A Eulogy for DevOps
DevOps, introduced in 2007 to improve development and operations collaboration, faced challenges like centralized risks and communication issues. Despite advancements like container adoption, obstacles remain in managing complex infrastructures.
Read original articleDevOps, a once revolutionary concept introduced in 2007 to bridge the gap between development and operations teams, has faced challenges leading to its decline. The initial vision of seamless software deployment and increased efficiency gave way to centralized risks and delays in practice. Organizations struggled with communication and coordination issues more than technical barriers. DevOps aimed to streamline processes, but the reality was labor-intensive and slow, hindering rapid feature releases. The shift to DevOps was partly driven by recruitment difficulties, sales pressures, and the rise of cloud platforms. The model emphasized speed over meticulous testing, with developers deploying changes directly to production. However, issues arose with server configuration discrepancies, unclear responsibilities, and operational complexities. The adoption of containers provided a boost to DevOps by enhancing consistency and simplifying server management. Despite advancements, challenges persisted in effectively operating and maintaining systems. DevOps evolved to prioritize continuous deployment but faced ongoing obstacles in managing and troubleshooting complex infrastructures.

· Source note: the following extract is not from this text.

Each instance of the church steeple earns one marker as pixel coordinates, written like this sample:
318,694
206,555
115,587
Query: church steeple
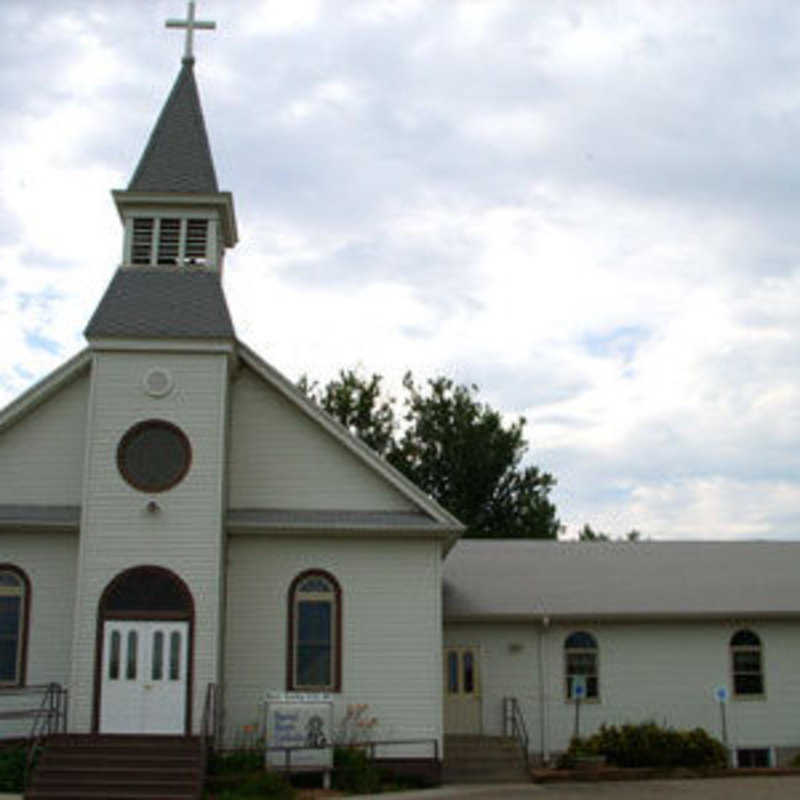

It really cuts to the heart of it when you looking at the “devops cycle” diagram with “build, test, deploy” …and yeah, those other ones…
I remember being in a meeting where our engineering lead was explaining our “devops transformation strategy”.
From memory that diagram turned up in the slides with a circle on “deploy”; the operational goal was “deploy multiple times a day”.
It was about speed at any cost, not about engineering excellence.
Fired the ops team. Restructured QA. You build it you run it”. Every team has an on call roster now. Sec dev ml ops; you’re an expert at everything right?
The funny thing is you can take a mostly working stable system and make fast thoughtless chaotic changes to it for short term gains; so it superficially looks like it’s effective for a while.
…but, surrrrpriiiisssseeee a few months later and suddenly you can’t make any changes without breaking things, no one knows what’s going on.
I’m left with such mixed feelings; at the end of the day the tooling we got out of devops was really valuable.
…but it was certainly a frustrating and expensive way to get there.
We have new developers now who don’t know what devops is, but they know what containers are and expect to be able to deploy to production any time.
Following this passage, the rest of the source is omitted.